Ashes of War of Independence veteran interred in Cork
James O Beirne’s relatives express pride at having ceremony included in 1916 events
Ranelagh and Elizabeth Ranelagh with Lord Mayor of Cork, Cllr Chris O’Leary at the interment of the ashes of their father, James O’Beirne at Republican Plot at St Finbarr’s Cemetery in Cork on Saturday
The family of a War of Independence veteran have described the decision by Cork City Council to allow his ashes to be interred at the republican plot in Cork as part of the city’s 1916 Easter Rising commemoration as a huge honour for the family.
Elizabeth Ranelagh and her brother John Ranelagh said they were deeply moved to be able to honour their father, James O’Beirne, by interring his ashes at the Republican plot at St Finbarr’s Cemetery alongside his former comrades such as Tomas Mac Curtain and Terence Mac Swiney.
The son of an RIC Constable, Mr O’Beirne was attached to the No 1 Cork Brigade of the IRA under Sean O Hegarty during the War of Independence but he left Cork for the United States after taking the republican side during the Civil War when he was shot and wounded by Free State troops.
John Ranelagh, an executive producer on Robert Kee’s Ireland - A Television History and the author of A Short History of Ireland said the family also believed that their father may also have been in Dublin for the Easter Rising with The O’Rahilly even though he was quite young.
“We believe he was born in 1902 - though he may have adopted the identity of a younger brother to escape to America after the civil war - that would have made him just 14 at the time of the Easter Rising but certainly in photos taken by the Dublin Metropolitan Police after his arrest, he looks older.
“Of course, something like 3,000 people ended up claiming they participated in 1916 but fewer than 900 actually did but we went to the exhibition in the Ambassador Theatre where they have a lot of names up there including four or five James O’Beirne or James O Byrne so take your pick.”
Mr O’Beirne emigrated to the US where, in 1946, he married American folklorist, Elaine Lambert Lewis who used to present a radio show Folk Songs for the Seven Million in which she introduced the music of Leadbelly to a wider audience but they moved to Ireland in 1954 with their four children.
Elizabeth Ranelagh (the family name comes from their father adopting the name of the O’Beirne’s historic homeland in Co Wicklow) told how her father came back to Ireland to try and revolutionise farming but he died in Cambridge on May 2nd 1979 and his body was cremated.
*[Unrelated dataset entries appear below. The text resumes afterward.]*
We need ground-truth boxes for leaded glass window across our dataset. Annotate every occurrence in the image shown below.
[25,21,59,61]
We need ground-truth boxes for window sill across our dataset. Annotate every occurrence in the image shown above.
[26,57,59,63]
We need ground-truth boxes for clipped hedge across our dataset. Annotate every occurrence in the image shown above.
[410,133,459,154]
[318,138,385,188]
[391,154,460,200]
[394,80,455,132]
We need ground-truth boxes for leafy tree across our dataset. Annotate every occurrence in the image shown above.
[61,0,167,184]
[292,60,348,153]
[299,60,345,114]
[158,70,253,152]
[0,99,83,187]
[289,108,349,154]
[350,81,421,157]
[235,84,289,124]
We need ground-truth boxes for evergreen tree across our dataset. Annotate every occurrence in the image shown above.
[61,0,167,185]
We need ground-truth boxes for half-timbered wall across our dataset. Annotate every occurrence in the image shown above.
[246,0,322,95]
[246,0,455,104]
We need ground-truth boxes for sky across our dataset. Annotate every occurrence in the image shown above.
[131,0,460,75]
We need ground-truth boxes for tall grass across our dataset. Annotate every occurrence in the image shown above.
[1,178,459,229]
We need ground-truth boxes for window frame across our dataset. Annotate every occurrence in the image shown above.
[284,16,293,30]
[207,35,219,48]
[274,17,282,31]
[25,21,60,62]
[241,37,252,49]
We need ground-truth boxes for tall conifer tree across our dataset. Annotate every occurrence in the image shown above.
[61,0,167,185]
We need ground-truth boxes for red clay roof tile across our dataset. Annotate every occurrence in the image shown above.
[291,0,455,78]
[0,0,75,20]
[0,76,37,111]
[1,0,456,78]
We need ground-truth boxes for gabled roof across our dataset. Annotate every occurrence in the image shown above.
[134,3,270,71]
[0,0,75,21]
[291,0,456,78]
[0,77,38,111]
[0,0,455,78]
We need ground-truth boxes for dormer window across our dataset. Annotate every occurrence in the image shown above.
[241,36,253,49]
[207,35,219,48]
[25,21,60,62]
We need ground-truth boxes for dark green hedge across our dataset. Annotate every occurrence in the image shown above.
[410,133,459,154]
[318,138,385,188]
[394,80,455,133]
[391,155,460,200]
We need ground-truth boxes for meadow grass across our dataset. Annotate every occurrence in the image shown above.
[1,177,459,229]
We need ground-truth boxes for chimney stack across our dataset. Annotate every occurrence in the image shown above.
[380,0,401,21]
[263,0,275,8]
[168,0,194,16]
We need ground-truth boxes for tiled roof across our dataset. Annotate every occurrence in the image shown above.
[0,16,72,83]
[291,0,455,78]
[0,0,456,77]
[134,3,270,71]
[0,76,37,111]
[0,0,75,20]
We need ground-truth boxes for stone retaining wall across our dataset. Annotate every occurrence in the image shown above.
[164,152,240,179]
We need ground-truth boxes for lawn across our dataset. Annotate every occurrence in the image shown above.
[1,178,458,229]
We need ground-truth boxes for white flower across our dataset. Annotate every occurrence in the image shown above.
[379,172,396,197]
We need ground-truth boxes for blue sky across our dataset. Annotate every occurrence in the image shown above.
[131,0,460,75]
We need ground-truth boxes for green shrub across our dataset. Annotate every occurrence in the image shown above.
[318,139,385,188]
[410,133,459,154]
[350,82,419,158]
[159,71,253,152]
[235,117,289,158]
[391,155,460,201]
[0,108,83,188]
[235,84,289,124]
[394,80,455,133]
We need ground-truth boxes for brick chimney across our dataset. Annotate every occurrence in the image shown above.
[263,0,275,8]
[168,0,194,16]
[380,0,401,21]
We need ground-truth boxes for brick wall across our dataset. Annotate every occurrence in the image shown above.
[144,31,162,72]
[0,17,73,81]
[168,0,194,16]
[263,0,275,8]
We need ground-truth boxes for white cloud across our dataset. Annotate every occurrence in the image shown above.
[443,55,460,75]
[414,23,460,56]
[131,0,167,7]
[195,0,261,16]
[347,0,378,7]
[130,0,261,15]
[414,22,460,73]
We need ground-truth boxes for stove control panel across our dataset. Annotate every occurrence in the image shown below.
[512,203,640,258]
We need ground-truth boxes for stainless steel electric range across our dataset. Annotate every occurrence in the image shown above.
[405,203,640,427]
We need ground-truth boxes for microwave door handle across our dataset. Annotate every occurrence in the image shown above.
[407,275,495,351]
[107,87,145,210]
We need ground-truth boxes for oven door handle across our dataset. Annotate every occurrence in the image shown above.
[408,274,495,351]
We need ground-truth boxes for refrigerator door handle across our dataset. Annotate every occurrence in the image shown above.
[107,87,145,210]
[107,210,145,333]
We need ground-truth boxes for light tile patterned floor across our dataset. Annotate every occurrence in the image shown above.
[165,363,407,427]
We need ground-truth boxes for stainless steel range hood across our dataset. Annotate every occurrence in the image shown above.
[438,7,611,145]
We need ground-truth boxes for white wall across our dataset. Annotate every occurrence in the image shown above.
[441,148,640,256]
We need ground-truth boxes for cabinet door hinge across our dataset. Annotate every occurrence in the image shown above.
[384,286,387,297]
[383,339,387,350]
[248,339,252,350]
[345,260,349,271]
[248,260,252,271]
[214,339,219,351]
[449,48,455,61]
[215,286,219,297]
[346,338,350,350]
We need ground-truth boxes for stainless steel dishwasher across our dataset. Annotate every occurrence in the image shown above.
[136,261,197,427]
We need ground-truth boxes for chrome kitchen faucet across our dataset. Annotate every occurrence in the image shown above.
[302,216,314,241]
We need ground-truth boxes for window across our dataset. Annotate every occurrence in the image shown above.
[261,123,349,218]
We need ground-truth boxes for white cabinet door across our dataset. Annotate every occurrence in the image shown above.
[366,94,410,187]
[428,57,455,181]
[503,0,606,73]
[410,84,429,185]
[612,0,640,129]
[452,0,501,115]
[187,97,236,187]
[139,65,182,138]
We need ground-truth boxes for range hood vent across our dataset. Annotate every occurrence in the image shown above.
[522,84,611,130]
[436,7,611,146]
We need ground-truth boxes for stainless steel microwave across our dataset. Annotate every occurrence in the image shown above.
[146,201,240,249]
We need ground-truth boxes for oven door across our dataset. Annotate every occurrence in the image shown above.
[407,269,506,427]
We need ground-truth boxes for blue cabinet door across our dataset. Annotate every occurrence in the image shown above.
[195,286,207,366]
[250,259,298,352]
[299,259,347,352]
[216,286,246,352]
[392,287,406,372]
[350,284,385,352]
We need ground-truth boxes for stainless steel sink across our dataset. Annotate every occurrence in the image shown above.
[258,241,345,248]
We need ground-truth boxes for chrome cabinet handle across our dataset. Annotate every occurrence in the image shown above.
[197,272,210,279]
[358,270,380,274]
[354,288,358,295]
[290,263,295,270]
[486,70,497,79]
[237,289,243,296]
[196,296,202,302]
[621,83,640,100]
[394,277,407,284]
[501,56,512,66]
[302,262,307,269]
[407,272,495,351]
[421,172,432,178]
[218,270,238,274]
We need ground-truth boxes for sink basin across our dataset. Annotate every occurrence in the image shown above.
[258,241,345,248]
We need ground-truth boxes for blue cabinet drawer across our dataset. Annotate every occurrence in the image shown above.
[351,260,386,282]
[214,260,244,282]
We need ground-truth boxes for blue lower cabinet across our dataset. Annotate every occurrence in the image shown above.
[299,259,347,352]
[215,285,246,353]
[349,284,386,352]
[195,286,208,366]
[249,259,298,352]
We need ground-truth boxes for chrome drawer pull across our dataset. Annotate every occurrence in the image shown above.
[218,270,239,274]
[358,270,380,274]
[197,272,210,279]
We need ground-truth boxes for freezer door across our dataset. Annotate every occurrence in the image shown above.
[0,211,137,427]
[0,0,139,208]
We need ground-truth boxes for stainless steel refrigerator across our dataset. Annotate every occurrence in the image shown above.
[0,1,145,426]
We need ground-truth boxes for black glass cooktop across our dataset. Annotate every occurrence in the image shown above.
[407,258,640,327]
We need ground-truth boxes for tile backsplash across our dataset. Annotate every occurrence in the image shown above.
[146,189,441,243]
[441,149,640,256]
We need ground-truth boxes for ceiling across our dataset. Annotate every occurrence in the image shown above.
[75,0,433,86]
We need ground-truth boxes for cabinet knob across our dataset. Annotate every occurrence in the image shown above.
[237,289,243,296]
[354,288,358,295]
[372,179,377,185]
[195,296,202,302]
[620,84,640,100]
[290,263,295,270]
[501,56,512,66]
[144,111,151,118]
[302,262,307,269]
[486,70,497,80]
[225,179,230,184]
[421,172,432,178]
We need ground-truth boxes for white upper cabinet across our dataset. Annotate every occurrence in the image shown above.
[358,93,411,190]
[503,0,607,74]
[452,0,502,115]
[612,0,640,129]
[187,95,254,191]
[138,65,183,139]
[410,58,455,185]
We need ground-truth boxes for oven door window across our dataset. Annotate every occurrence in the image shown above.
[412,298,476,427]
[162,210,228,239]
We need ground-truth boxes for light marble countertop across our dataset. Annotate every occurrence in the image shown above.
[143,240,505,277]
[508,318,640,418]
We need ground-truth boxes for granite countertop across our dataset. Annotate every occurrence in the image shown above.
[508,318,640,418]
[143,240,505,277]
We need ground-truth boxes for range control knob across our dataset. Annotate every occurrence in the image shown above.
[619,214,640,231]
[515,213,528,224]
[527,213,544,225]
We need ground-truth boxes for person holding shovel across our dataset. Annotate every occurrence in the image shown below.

Elizabeth said she contacted Cork City Council in 2014 as she wished to bring his ashes back to Cork and together with her brother and other relatives, they interred his ashes at the republican plot in St Finbarr’s on Saturday at a ceremony attended by the Lord Mayor of Cork, Cllr Chris O’Leary.
“I live in Los Angeles and when I came in 2014 looking for a place to put his ashes and discovered there was a republican plot. . . I said that’s where he should be - he devoted his life to Ireland and he loved Cork, Cork meant the world to him so it’s a fitting sort of homecoming.”
John said: “It was only when we went to the graveyard that we realised how it was being incorporated into the Easter Rising commemorations in Cork.
“We were terribly impressed and it was a huge honour for us to have the Lord Mayor present as we laid him to rest with his old comrades.”